A discussão deixou de ficar restrita à redução de emissões. Governos, estados, organismos internacionais e instituições de pesquisa já trabalham também com adaptação climática. Em muitas regiões, a discussão já envolve como preparar cidades e serviços para eventos extremos mais recorrentes.
No Brasil, essa discussão ganhou outra dimensão depois dos desastres recentes registrados em diferentes regiões do país. No Sul, enchentes de grande escala colocaram em evidência os limites da infraestrutura urbana, dos sistemas de proteção e da capacidade de resposta de municípios inteiros. No Sudeste, episódios de calor extremo, temporais, deslizamentos e crises ligadas à água vêm pressionando cidades densamente povoadas. O tema já não cabe apenas na pauta ambiental. Ele alcança moradia, mobilidade, saúde pública, trabalho e proteção social.
Os impactos também não se distribuem da mesma forma entre a população. Enfrentar uma onda de calor em uma residência arborizada, bem ventilada e com acesso a refrigeração não produz a mesma experiência de quem vive em áreas densamente construídas, com pouca cobertura vegetal, infraestrutura precária ou dificuldade de acesso a serviços. O mesmo vale para enchentes, secas ou interrupções prolongadas de abastecimento. Moradia, renda, acesso a serviços e presença do poder público ajudam a definir quem consegue se proteger, reagir e reconstruir a rotina.
Entre os grupos mais expostos, crianças e adolescentes exigem atenção particular. Dados do UNICEF apontam que cerca de 40 milhões de crianças e adolescentes no Brasil estão expostos a múltiplos riscos climáticos e ambientais. Para elas, os efeitos aparecem em aspectos concretos da rotina. Podem significar aulas interrompidas, dificuldade de acesso à água, piora da qualidade do ar, insegurança alimentar, deslocamento da família após desastres ou impactos sobre a saúde física e mental. Quando o clima afeta serviços, território e renda, a infância costuma sentir os efeitos rapidamente.

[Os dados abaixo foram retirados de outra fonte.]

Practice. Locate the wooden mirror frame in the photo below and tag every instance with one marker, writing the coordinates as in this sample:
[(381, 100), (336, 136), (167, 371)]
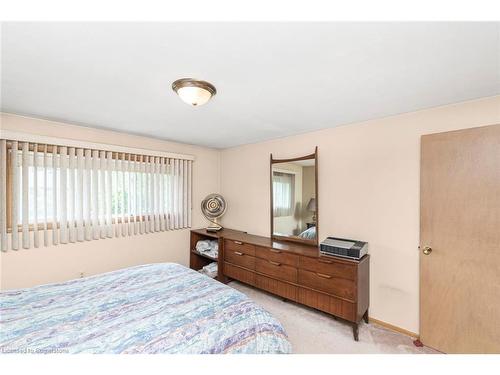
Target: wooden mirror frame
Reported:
[(277, 161)]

A saúde é outro ponto de contato direto entre mudança climática e vida cotidiana. Ondas de calor, enchentes, poluição do ar, alterações na circulação de vetores e eventos extremos produzem consequências que chegam às unidades de atendimento, aos hospitais e às casas das pessoas. Organismos de saúde vêm alertando que sistemas públicos e privados precisarão se adaptar a um cenário de maior pressão climática. Isso envolve desde prevenção e vigilância até estrutura de atendimento e preparação dos serviços.
Adaptação climática já não é assunto restrito a especialistas nem discussão para um futuro indefinido. Trata-se de discutir como cidades se organizam, como políticas públicas protegem populações mais vulneráveis, como famílias lidam com mudanças já perceptíveis no cotidiano e como o país se prepara para enfrentar riscos que tendem a permanecer nas próximas décadas.
O tema é amplo, mas os sinais já aparecem em situações conhecidas. É a partir desse cotidiano — da moradia, da saúde, da infância, da vida nas cidades — que o Instituto Justiça pretende aprofundar, ao longo deste ano, uma discussão que está entre os pilares centrais de sua agenda sobre adaptação climática.